This draft document defines the format and handling of mailto URIs.

RFC2368 does not apply to this document.

Table of Contents

Introduction

Mailto URIs are used to specify email message compose data in a portable format. Mail clients parse and decode this data to generate default text field values for compose forms, which users can review before sending.

Syntax

"mailto:?" + "&-separated list of hname=hvalue pairs"

All hname=hvalue pairs are optional.

"mailto:" and the TO, CC, BCC, SUBJECT and BODY hnames are handled in a case-insensitive manner. Other hnames are generally handled in a case-sensitive manner, but it's up to the handler of the URI.

In HTML and XML markup, "&" must be represented as "&".

In short, mailto URIs just carry a bunch of percent-encoded field values that mail clients percent-decode. That's all mailto URIs are.

The basic hnames

TO, SUBJECT, BODY, CC and BCC are the basic hnames that should be supported.

Everything after "mailto:" on up to (but not including) "?" (or the end of the URI if a "?" is not present) also represents a TO hvalue (where "mailto:" represents the TO hname for the value).

Definitions for the basic hvalues

TO
A properly-escaped, encoded, comma-separated list of addresses to send a copy of the message to (with the knowledge of other recipients), where the recipients are expected to take part in the discussion.
CC
A properly-escaped, encoded, comma-separated list of addresses to send a copy of the message to (with the knowledge of other recipients), where the recipients are at least expected to read the discussion.
BCC
A properly-escaped, encoded, comma-separated list of addresses to send a copy of the message to (without the knowledge of other recipients), where the recipients are at least expected to read the discussion.
SUBJECT
The subject of the discussion, encoded.
BODY
An encoded, \r\n-separated list of lines representing the body content of the message.

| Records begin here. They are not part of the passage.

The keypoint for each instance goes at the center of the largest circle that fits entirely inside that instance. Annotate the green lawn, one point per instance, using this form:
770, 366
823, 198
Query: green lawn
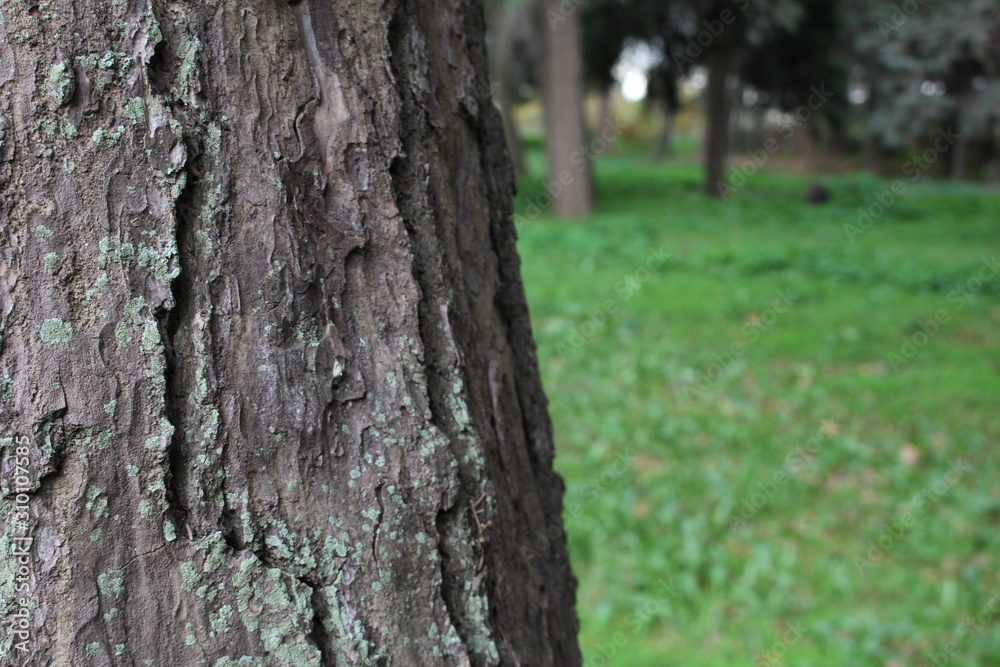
760, 469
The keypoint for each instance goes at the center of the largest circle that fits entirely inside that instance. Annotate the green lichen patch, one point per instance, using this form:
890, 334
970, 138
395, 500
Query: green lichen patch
111, 583
60, 84
56, 331
135, 108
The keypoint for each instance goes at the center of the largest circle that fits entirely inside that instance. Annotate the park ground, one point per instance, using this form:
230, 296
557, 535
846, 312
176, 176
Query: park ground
778, 425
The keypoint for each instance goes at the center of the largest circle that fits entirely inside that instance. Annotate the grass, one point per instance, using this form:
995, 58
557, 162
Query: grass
701, 531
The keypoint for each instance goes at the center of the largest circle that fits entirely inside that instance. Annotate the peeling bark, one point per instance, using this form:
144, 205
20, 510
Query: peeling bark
264, 348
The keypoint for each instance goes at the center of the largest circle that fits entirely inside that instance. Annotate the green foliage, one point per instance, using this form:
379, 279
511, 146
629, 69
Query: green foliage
655, 471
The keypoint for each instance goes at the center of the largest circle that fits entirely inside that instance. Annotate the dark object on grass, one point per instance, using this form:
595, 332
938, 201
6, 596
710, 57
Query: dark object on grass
818, 194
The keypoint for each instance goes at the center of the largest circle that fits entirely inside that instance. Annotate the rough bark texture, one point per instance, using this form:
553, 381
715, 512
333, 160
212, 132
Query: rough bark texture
561, 64
265, 343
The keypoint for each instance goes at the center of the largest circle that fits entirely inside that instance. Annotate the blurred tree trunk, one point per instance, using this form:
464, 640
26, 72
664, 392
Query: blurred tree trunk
717, 121
960, 152
267, 383
561, 78
506, 94
661, 147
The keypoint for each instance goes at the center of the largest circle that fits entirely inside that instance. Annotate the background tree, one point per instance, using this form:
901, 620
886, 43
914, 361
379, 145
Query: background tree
558, 34
265, 342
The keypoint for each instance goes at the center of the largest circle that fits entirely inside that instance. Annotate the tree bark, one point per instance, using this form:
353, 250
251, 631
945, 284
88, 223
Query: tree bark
268, 388
569, 174
717, 122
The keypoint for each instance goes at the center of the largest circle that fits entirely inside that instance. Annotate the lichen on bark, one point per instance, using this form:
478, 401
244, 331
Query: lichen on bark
264, 330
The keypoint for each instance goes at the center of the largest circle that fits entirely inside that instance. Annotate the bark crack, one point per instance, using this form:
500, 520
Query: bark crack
171, 323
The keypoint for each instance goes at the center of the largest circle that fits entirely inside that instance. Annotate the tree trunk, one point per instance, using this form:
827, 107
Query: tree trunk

"Comma-separated" refers to separating by a comma and a space. For example: "1, 2, 3, 4, 5" and NOT "1,2,3,4,5". In the case of an hvalue, each comma is encoded as %2C and each space is encoded as %20.

"\r\n-separated" refers to separating by a carriage return (0x0D) and a line feed (0x0A). In the case of an hvalue, each carriage return is encoded as %0D and each line feed is encoded as %0A. For example, "line1%0D%0Aline2".

BCC addresses are meant to be somewhat private. Having a BCC address (in a mailto URI or in raw format) in public content reduces that privacy. Despite the privacy concern with public content, mail clients should still accept BCC hvalues from a mailto URI.

Address syntax

Address examples

(See RFC2822 - 3.4. Address Specification for specifics.)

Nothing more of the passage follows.